Result: The Gaussian latent machine framework successfully unifies many existing sampling algorithms and provides efficient sampling methods. Numerical experiments demonstrate the approach’s effectiveness across various Bayesian imaging problems involving different prior and posterior distributions.
Conclusion: The proposed Gaussian latent machine offers a powerful, unified framework for sampling from product-of-experts models in Bayesian imaging, providing both theoretical unification and practical efficiency improvements over existing methods.

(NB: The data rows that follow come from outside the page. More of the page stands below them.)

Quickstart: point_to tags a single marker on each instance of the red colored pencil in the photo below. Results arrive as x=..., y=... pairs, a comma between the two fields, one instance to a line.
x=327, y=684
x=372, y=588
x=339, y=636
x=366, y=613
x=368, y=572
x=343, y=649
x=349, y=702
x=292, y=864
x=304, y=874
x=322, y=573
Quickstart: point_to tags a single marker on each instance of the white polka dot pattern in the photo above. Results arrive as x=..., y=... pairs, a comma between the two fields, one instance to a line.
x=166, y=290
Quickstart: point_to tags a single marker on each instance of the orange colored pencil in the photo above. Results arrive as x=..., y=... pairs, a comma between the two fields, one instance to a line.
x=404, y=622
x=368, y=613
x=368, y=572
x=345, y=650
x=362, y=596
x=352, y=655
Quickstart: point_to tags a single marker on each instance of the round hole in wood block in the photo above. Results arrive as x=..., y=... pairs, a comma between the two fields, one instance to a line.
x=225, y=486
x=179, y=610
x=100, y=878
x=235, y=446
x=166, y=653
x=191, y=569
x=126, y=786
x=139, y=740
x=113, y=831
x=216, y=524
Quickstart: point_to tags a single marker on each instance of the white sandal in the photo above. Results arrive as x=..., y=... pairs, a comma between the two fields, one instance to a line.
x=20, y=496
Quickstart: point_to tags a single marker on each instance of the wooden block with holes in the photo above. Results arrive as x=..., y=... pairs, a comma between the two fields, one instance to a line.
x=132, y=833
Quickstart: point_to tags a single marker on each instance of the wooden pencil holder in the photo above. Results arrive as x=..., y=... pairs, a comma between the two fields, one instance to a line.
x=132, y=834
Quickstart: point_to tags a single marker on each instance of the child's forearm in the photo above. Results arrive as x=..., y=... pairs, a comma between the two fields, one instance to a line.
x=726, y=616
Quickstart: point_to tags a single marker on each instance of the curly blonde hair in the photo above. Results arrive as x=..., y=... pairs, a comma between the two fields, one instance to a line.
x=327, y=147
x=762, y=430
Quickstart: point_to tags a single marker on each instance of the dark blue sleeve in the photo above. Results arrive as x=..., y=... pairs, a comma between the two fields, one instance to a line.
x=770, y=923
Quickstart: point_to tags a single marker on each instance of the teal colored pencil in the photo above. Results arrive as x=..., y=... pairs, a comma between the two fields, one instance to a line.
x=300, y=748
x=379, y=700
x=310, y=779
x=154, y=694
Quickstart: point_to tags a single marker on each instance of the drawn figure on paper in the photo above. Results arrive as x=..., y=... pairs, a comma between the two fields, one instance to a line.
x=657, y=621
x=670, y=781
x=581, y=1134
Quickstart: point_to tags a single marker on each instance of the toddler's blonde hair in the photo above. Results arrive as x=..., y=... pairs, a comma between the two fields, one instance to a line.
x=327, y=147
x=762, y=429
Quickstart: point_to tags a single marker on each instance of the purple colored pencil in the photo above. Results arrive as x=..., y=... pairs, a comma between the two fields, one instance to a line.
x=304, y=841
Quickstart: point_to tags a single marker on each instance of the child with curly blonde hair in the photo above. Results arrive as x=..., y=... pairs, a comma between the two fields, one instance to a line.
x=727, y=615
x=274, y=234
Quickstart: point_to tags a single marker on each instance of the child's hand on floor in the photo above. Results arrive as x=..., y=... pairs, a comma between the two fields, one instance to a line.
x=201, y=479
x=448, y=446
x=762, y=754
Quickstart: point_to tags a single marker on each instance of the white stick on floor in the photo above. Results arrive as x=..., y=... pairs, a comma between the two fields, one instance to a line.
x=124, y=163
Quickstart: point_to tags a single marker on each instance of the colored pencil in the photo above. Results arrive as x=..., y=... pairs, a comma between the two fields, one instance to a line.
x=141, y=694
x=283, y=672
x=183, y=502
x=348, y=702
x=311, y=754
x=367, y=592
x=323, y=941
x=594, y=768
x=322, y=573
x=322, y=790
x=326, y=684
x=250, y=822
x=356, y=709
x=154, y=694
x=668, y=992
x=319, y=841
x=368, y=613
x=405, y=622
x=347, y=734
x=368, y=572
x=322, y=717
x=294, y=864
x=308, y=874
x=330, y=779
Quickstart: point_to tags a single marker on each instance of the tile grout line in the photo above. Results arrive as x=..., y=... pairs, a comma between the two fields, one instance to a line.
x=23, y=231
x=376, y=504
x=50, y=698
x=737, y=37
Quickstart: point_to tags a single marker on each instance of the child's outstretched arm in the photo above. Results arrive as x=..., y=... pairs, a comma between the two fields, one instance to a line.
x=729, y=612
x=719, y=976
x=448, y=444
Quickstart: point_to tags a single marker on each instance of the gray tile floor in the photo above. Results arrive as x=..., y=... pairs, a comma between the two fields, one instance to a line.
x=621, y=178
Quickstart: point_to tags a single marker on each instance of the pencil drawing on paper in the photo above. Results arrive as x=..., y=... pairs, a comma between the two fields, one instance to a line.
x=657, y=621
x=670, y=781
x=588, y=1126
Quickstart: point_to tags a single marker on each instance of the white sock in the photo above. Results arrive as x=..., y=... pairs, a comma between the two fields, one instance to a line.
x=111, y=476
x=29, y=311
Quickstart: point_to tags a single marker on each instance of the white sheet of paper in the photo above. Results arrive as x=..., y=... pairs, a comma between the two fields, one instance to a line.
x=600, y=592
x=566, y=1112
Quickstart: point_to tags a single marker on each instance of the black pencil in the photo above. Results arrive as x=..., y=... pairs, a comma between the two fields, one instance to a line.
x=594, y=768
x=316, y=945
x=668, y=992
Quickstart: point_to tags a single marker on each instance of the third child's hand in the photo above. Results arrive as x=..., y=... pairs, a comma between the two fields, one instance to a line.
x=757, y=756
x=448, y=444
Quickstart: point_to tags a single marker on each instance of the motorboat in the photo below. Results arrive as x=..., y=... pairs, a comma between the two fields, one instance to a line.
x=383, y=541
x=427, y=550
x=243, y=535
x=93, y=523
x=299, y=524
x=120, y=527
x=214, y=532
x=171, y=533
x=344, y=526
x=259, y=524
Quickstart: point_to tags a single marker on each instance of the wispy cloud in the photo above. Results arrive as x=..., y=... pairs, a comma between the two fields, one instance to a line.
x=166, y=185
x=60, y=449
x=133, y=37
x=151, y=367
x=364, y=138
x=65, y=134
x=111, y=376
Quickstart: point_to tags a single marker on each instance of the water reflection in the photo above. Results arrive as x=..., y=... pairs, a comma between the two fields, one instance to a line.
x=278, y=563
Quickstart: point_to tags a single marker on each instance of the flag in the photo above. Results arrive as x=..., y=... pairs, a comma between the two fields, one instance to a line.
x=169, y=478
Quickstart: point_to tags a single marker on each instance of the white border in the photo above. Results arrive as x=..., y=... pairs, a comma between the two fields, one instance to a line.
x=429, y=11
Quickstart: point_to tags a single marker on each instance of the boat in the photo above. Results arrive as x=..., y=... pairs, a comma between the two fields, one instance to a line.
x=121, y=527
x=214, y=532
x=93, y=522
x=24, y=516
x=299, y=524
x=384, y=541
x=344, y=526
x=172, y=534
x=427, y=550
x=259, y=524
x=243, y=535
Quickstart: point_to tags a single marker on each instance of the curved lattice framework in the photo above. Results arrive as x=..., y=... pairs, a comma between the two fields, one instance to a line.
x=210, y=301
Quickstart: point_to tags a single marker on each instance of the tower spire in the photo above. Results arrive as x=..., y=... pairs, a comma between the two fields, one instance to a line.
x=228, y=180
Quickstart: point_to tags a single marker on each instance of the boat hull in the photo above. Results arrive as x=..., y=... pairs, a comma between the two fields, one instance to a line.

Abstract: We consider the problem of sampling from a product-of-experts-type model that encompasses many standard prior and posterior distributions commonly found in Bayesian imaging. We show that this model can be easily lifted into a novel latent variable model, which we refer to as a Gaussian latent machine. This leads to a general sampling approach that unifies and generalizes many existing sampling algorithms in the literature. Most notably, it yields a highly efficient and effective two-block Gibbs sampling approach in the general case, while also specializing to direct sampling algorithms in particular cases. Finally, we present detailed numerical experiments that demonstrate the efficiency and effectiveness of our proposed sampling approach across a wide range of prior and posterior sampling problems from Bayesian imaging.